Wirehouse Wars: $4 Million of Production Changes Hands
The million-dollar wirehouse carousel continues to spin. Wells Fargo Advisors in the past week lured a 24-year Merrill Lynch veteran in Texas and a ten-year UBS advisor in California, while UBS reached into regional Raymond James for a high-net-worth team in New York.
Wells, which continues to offer premium recruiting deals to brokers generating $500,000 or higher, last Wednesday welcomed Daren Dahmer to its 30-broker Post Oak/Galleria branch in Houston.
Dahmer, a certified financial planner whose LinkedIn page says he works with “private business owners, corporate employees and independent women,” did not respond to a request for comment on his move from one bank-owned wirehouse to another.
In San Francisco on Friday, Wells hired Craig Isaacson, another solo producer who had been with UBS for a decade after almost 18 years with Merrill.
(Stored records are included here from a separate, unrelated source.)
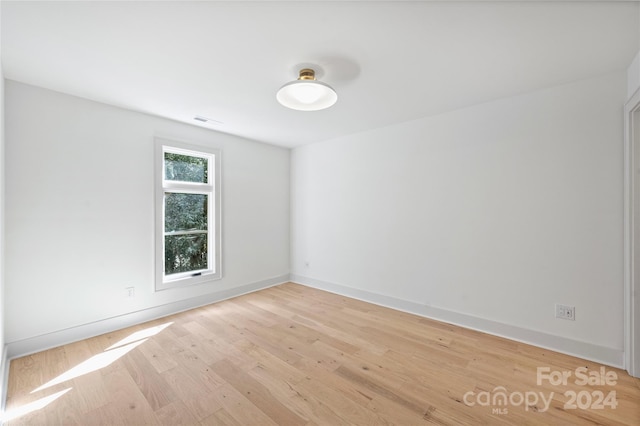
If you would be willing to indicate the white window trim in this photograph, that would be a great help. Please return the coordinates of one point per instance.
(215, 245)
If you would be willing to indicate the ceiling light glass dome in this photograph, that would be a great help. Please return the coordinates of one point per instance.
(306, 93)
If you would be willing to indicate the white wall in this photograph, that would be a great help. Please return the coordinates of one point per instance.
(3, 365)
(496, 212)
(79, 211)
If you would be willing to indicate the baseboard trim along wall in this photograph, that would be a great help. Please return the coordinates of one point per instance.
(51, 340)
(600, 354)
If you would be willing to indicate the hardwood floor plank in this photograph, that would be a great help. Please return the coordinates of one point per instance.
(257, 393)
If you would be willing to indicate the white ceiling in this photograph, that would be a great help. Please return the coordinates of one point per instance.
(389, 61)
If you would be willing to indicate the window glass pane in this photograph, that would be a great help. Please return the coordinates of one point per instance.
(185, 212)
(184, 253)
(185, 168)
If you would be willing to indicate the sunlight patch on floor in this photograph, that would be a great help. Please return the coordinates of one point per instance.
(31, 407)
(139, 335)
(94, 363)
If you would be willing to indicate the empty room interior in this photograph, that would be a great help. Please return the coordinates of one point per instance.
(319, 212)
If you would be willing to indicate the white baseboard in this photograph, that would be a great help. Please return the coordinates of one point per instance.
(600, 354)
(57, 338)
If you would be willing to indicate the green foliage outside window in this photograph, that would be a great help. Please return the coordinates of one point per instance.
(186, 216)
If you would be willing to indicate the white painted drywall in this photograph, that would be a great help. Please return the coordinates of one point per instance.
(4, 371)
(497, 211)
(79, 210)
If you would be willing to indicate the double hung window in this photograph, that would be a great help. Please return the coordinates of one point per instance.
(187, 214)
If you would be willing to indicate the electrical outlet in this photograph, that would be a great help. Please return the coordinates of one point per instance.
(566, 312)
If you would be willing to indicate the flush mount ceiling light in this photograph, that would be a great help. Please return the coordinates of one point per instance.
(306, 93)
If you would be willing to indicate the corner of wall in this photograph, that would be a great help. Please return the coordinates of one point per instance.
(600, 354)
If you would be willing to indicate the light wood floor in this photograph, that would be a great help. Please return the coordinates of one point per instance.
(291, 355)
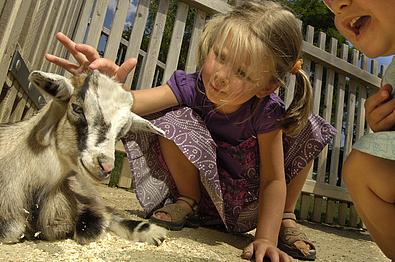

A vice president at UBS, Isaacson generated a little over $1 million in the past 12 months on about $119 million, according to a person familiar with his practice, but his LinkedIn profile says he was a Merrill Chairman’s Club producer for 12 years.
Isaacson, who served in the Navy as a surface warfare officer before joining Merrill’s training program in 1992, according to the social media profile, declined to immediately comment on his move.
A Wells Fargo spokeswoman confirmed the hires. The company’s brokerage force fell 4% to 13,298 over the past year, down more than 1,500 since the San Francisco-based company disclosed almost four years ago that quota-driven employees had opened fake banking accounts.
Wells has tried to fill empty seats with recruiting deals that can be three times a top broker’s annual production, according to recruiters, and recently named J.P. Morgan and Bear Stearns brokerage veteran Barry Sommers to head its wealth and investment management division.
UBS, for its part, hired three brokers in Westport, Conn., on Friday.
David B. Rosenthal, Stephen C. Collins and Daniel Rupp were producing $2.2 million for Raymond James’ Alex. Brown division on $1.05 billion of client assets, according to a person familiar with their book.
In a welcoming memo, UBS’s “Soundview” market head Mara Glassel said the team operates a “global business servicing university endowments, nonprofit organizations, insurance companies and high net worth families who benefit from an ‘institutional’ approach to the management of their wealth.”
Rupp, the junior partner who first registered to sell investments in 2015 at J.P. Morgan Securities, said he was not authorized to comment.
Rosenthal and Collins, who began their brokerage careers 23 and 24 years ago at Smith Barney and Sands Brothers, respectively, did not respond to requests for comment.
Rosenthal worked at Fieldpoint Private Securities for three years before jumping in 2014 to Deutsche Bank Securities. In 2016, Raymond James bought the German bank’s U.S. wealth business, rebranding it as Alex. Brown.
Collins has had a peripatetic career at eight firms prior to his arrival at Alex. Brown in 2016 from Citigroup Global Markets, according to his BrokerCheck history.
Raymond James executives in recruiting pitches promote a broker-centric culture that they contrast to that of wirehouses. It includes telling brokers that it respects their freedom to move to other firms without fear of lawsuits.
The firm had 8,155 advisors as of June 30, 58% of whom are independent brokers. Headcount over the previous year grew by 5%.
UBS’s U.S. broker headcount dipped below 6,000 as of the end of the second quarter, down about 268 from a year earlier, according to insiders.
The Swiss bank-owned brokerage firm, which is in the process of moving its approximately 50 U.S. private bankers into its broader Wealth Americas brokerage force, has selectively recruited advisors amid a broader philosophy of retaining rather than hiring veterans. In May, it attracted a three-broker team from Sanford C. Bernstein in Dallas who were producing about $13 million.